Las particularidadesde las diversas formas de nacionalismo que se dan en nuestro país requieren de una superación de dicotomías simplistas del tipo España vs. las nacionalidades históricas para una comprensión adecuada de lo que está en juego. En cada ámbito de enfrentamiento nacionalista podemos hallar grados diversos de fundamentalismo (siguiendo con la metáfora de Kapferer de la “religión nacionalista”) que puede indicarnos hasta qué punto nos alejamos de o acercamos a historias de auténtico sufrimiento humano y de injusticias padecidas rutinariamente -enlazando con el debate ideológico sobre la esencia de la izquierda mencionado al principio-. Los mitos y las tradiciones detrás de cada nación se enmarcarán dentro de sus particulares cosmologías, y en última instancia será este análisis el que nos transmitirá una idea sobre si lo que está en juego es una causa política, social y cultural digna de ser defendida o no.

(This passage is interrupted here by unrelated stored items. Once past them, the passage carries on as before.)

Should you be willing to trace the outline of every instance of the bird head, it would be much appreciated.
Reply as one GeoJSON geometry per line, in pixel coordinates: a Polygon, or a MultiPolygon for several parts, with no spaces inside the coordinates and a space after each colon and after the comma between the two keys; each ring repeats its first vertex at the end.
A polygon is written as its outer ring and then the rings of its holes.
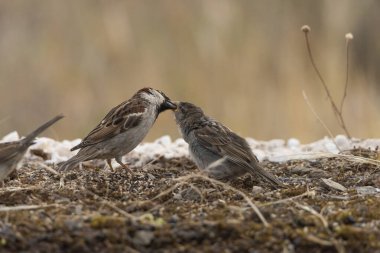
{"type": "Polygon", "coordinates": [[[135,96],[142,97],[143,99],[149,101],[149,103],[156,105],[158,113],[166,110],[175,110],[177,108],[177,105],[173,103],[170,98],[160,90],[153,88],[143,88],[139,90],[135,96]]]}
{"type": "Polygon", "coordinates": [[[175,102],[175,104],[177,109],[174,111],[174,116],[181,127],[191,127],[205,117],[202,109],[194,104],[188,102],[175,102]]]}

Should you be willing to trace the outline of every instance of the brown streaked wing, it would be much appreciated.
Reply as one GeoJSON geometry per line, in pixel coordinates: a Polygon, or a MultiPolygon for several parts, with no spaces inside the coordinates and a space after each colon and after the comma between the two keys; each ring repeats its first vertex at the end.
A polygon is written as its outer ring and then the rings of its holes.
{"type": "Polygon", "coordinates": [[[136,127],[141,121],[146,105],[142,101],[129,100],[113,108],[82,142],[71,150],[84,148],[109,140],[110,138],[136,127]]]}
{"type": "Polygon", "coordinates": [[[0,143],[0,163],[11,160],[20,152],[20,142],[0,143]]]}
{"type": "Polygon", "coordinates": [[[274,175],[256,163],[258,160],[248,143],[226,127],[209,125],[202,130],[195,131],[200,143],[211,152],[226,157],[228,161],[244,168],[251,174],[259,175],[275,186],[283,186],[274,175]]]}
{"type": "Polygon", "coordinates": [[[256,160],[249,147],[244,145],[245,140],[240,140],[241,137],[224,126],[208,125],[195,131],[195,136],[205,148],[227,157],[231,162],[249,164],[252,160],[256,160]]]}

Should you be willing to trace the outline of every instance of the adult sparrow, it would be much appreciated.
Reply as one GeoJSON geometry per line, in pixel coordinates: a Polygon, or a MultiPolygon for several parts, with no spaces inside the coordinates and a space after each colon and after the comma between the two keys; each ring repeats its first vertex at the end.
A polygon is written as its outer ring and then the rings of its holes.
{"type": "Polygon", "coordinates": [[[49,120],[25,138],[19,141],[0,143],[0,182],[2,182],[12,171],[21,166],[21,160],[28,150],[29,146],[34,144],[34,139],[53,125],[58,120],[62,119],[62,115],[58,115],[49,120]]]}
{"type": "Polygon", "coordinates": [[[274,186],[283,185],[259,165],[245,139],[206,116],[201,108],[177,102],[174,114],[183,139],[189,144],[190,156],[211,177],[233,179],[248,172],[274,186]]]}
{"type": "MultiPolygon", "coordinates": [[[[177,106],[161,91],[143,88],[133,97],[114,107],[104,119],[71,151],[78,154],[60,165],[65,171],[78,163],[93,159],[106,159],[113,171],[111,160],[123,168],[121,158],[132,151],[147,135],[158,115],[177,106]]],[[[129,169],[128,169],[129,170],[129,169]]]]}

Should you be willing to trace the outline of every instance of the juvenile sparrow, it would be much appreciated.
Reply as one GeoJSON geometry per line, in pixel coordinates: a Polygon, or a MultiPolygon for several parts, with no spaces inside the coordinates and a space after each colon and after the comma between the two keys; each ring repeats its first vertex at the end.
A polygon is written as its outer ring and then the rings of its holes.
{"type": "Polygon", "coordinates": [[[250,173],[274,186],[282,183],[264,170],[245,139],[206,116],[202,109],[178,102],[175,119],[195,164],[216,179],[233,179],[250,173]]]}
{"type": "MultiPolygon", "coordinates": [[[[78,154],[60,165],[59,170],[73,168],[80,162],[106,159],[113,171],[111,159],[123,168],[121,158],[132,151],[147,135],[157,116],[177,106],[161,91],[143,88],[133,97],[114,107],[83,140],[71,151],[78,154]]],[[[129,169],[128,169],[129,170],[129,169]]]]}
{"type": "Polygon", "coordinates": [[[21,166],[21,160],[24,154],[28,150],[29,146],[34,144],[33,141],[37,135],[62,118],[62,115],[54,117],[28,134],[22,140],[0,143],[0,182],[9,176],[14,169],[21,166]]]}

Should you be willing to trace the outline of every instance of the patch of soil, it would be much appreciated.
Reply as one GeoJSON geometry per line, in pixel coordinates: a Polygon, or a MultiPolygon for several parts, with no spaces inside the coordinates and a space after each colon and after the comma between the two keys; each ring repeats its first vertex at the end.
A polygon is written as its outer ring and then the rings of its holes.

Quizás para algunos esto último puede ser una obviedad. No obstante, demasiado a menudo he visto cómo los colores de rojigualdas, ikurriñas y esteladas agitadas de forma enfervorecida impedían la comprensión mutua, ya fuera por amor o por rechazo (de una, varias o todas ellas), entre personas cuyos valores en última instancia eran afines. Y en estos tiempos de crisis, en los que la agresión ideológica se ha convertido en norma, no podemos permitirnos el estancamiento en prejuicios, sentimientos impulsivos u orgullos. Levantar el velo de la otredad e intentar alcanzar una comprensión política de las motivaciones nacionalistas puede ser un buen método para comprobar que, en ciertas ocasiones (y aun a riesgo de usar una expresión por la que algún lector despistado podría tomarme por centralista), es más importante lo que nos une que lo que nos separa.